A number of studies have reported that circulating let-7 is downregulated in numerous types of cancer. The levels of circulating let-7b were statistically significantly decreased in women with endometriosis matched with healthy subjects. Interestingly, let-7d and 7f showed a tendency toward downregulation. In breast cancer patients, the levels of let-7a were expressed at a higher level in the circulating blood than in the controls. Interestingly, the levels of miRNA decreased significantly after curative tumor resection. A low level of let-7 is significantly correlated with a shorter survival time after surgery in patients with lung cancer. The let-7 miRNA family is a crucial agent in the proliferation, apoptosis and metastasis of cancer cells. The expression level of let-7 is potentially a link between oncogenes and their signaling pathways and the stage of the tumor. This proves that circulating miRNA can be an effective biomarker for various types of cancers [31,32,33,34].
5. Conclusions
miRNAs are important regulators of gene expression in many essential cellular processes such as proliferation, cell cycle control, signaling pathways and apoptosis. Incorrect changes in the expression of miRNA are involved in the initialization, development, and metastasis of human cancer. MiRNA expression profiles are different between tumors and normal tissues. Furthermore, miRNA expression levels are also different between tumors’ stages of malignancy, and between different histopathological lesions of the same tissue. In addition, profiles of miRNAs are different in the case of the primary tumor and metastasis. Current results suggested that miRNA expression profiles could be a useful tool for classifying poorly differentiated human tumors that cannot be precisely categorized only by the usual mRNA expression profiles. Moreover, in the case of tumors, diagnostic and histopathological characterization expression profiles of miRNA may be used as biomarkers. Furthermore, the therapeutic management of patients could be supported by the examination of miRNA expression profiles; differences in miRNA expression profiles are associated with the future outcomes of therapy.
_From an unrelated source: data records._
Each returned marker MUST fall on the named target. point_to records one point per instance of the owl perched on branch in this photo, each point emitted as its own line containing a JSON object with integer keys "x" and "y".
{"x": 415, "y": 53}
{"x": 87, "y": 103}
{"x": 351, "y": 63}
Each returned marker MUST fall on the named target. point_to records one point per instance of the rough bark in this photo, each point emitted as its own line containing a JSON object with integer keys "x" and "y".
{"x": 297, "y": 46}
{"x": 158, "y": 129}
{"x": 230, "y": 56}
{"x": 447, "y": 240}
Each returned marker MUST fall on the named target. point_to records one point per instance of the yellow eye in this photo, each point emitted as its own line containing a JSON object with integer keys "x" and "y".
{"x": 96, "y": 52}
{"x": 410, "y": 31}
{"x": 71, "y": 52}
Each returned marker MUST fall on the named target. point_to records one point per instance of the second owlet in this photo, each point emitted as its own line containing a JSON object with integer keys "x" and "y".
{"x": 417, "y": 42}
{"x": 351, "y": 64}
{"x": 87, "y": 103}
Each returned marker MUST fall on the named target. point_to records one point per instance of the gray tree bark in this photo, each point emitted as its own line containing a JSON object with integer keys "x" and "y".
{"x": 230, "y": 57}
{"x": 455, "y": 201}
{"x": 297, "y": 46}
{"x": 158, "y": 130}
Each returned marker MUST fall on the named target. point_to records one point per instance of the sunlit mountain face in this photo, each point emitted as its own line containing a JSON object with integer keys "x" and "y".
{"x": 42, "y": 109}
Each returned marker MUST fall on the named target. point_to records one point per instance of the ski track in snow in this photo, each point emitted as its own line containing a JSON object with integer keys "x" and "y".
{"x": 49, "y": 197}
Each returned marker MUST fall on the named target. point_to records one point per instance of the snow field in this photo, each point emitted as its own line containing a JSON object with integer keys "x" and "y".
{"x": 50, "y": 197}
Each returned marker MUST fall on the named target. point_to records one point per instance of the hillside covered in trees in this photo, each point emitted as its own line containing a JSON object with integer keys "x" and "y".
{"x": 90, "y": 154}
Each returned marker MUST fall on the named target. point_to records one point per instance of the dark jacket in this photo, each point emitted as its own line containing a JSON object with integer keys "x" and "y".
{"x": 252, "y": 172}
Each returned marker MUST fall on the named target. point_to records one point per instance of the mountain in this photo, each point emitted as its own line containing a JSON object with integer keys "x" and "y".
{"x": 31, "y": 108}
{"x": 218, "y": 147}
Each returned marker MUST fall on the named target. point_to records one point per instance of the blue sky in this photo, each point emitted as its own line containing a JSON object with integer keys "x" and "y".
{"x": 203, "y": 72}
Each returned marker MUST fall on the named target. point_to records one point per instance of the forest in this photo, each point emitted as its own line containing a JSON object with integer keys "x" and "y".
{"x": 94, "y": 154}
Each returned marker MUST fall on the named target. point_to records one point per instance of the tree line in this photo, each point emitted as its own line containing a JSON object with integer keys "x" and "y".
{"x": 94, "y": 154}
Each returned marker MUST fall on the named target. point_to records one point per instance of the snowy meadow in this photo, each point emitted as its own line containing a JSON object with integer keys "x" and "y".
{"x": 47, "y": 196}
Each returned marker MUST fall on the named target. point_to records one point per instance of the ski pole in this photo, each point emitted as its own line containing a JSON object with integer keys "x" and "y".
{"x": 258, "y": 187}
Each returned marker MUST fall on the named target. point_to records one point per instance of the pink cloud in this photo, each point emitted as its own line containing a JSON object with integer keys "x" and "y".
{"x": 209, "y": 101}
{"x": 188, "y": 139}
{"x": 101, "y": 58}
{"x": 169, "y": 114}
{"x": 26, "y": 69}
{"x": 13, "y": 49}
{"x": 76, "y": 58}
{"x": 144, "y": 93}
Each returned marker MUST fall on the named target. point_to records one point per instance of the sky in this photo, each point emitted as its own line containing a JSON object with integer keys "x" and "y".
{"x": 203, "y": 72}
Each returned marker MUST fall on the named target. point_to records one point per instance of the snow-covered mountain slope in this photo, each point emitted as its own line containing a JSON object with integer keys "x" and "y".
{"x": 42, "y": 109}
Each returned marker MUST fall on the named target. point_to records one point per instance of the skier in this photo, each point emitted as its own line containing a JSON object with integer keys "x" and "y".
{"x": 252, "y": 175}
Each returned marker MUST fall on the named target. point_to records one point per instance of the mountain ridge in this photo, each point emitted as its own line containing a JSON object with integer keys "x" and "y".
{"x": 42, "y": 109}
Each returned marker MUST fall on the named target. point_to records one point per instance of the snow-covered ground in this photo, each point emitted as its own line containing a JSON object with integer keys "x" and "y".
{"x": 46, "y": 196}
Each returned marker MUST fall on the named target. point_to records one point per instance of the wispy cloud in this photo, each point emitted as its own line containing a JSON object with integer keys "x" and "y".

Additionally, miRNAs could be promising targets for gene therapy for the prevention of the initiation and progression of human cancer. miRNAs could be targets for therapy based on RNA use, both positively modifying the expression of miRNAs in vivo and/or inhibiting miRNA expression.
Acknowledgments
This work was supported by a grant from the Medical University of Lodz No. 503/0-079-02/503-01-001.
Abbreviations
3-UTR | 3-untranslated region |
AGO | argonaute |
ATC | anaplastic thyroid cancer |
DGCR8 | diGeorge syndrome critical region 8 |
ERK | extracellular regulated kinase |
EXP5 | exportin5 |
FTC | follicular thyroid cancer |
HMGA2 | high mobility group AT-hook 2 |
Let-7 | lethal-7 |
MAPK | mitogen-activated protein kinase |
miRNA | micro ribonucleic acid |
mRNA | messenger RNAs |
MTC | medullary thyroid cancer |
ORF | open reading frame |
PI3K | phosphatidylinositol-3-kinase |
pre-miRNA | precursor miRNA |
pri-miRNA | primary miRNA |
PTC | papillary thyroid cancer |
RET/PTC | rearranged in transformation/papillary thyroid carcinoma |
RISC | RNA-induced silencing complex |
TMN | tumor metastases nodules |
Author Contributions
Ewelina Perdas, Robert Stawski, Dariusz Nowak and Maria Zubrzycka contributed to the literature review and preparation of the manuscript.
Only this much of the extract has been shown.